By Samuel Burke, CNN
A former aide to Egyptian President Mohamed Morsy said that no concession had been reached between Morsy and the country’s judges, despite a meeting Monday that appeared to have resulted in an agreement between the two sides.
“It’s not a compromise – it’s a clarification,” Jihad Haddad told CNN’s Christiane Amanpour on Monday.
Just days after Morsy received international acclaim for helping to broker a truce between Israel and Gaza militants, the Islamist leader has triggered angry demonstrations for an edict, issued Thursday, that effectively allows him to rule the country unchecked by the judicial system, for the next six months, or until a new constitution is finalized.
Haddad insisted that Morsy has tried to compromise with the judiciary, even looking for a “dignified way of promoting [the Prosecutor General] out of office,” but Morsy has been met with opposition from judges who are Mubarak appointees and loyalists.

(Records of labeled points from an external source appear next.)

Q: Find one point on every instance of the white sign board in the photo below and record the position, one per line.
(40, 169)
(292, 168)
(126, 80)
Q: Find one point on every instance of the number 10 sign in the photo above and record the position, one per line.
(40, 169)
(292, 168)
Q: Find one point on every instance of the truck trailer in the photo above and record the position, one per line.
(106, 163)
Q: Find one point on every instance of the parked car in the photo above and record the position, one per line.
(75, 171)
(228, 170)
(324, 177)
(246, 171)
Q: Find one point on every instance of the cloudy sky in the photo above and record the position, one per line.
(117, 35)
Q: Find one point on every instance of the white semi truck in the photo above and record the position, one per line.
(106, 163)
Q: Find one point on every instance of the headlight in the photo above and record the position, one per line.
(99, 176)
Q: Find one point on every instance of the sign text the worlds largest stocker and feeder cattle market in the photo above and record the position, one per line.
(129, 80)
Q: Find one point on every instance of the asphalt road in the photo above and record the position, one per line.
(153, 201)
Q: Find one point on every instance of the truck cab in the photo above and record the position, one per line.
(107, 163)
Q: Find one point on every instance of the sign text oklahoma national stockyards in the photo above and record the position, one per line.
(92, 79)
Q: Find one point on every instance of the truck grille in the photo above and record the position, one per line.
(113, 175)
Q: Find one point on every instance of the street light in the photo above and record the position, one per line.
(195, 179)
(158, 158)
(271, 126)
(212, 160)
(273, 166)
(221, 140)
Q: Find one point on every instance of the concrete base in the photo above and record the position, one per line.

Haddad said that Morsy has now clarified to the Supreme Judicial Council that his edict is, in part, an attempt to “protect the entity that is creating Egypt’s new constitution.” He hopes Morsy’s proclamation would prevent the judiciary from dissolving the constitutional assembly.
Haddad told Amanpour that Morsy’s edict does not make himself and his decisions immune from judicial oversight or investigational questioning, but insists that rather that it would only keep “presidential decrees” safe from judicial corruption – what he referred to as a “corrupt pocket of the judiciary.”
Haddad says the president’s edict was necessary to keep judges from nullifying presidential moves that are necessary for the country to move closer to democracy – things like writing a constitution, which has been difficult because of interference from judges.
An Egyptian judge told Amanpour, “There is no comprise,” Mohamed al-Zind said, claiming that the judicial branch in Egypt either has independent authority or it does not.
“When you talk about removing a prosecutor general, cementing a way to have a constitution in Egypt and to elect a parliament, this is exactly what he promised,” Haddad said. “It’s surprising when he acted on these promises some opposition forces in Egypt felt he did not have the right to do so, although he is the elected president of Egypt.”
Haddad also confirmed that the million-man march the Muslim Brotherhood had planned for Tuesday had been cancelled – for fear of violence. He added that “perhaps it can happen at a later date” when tensions pose less of a danger.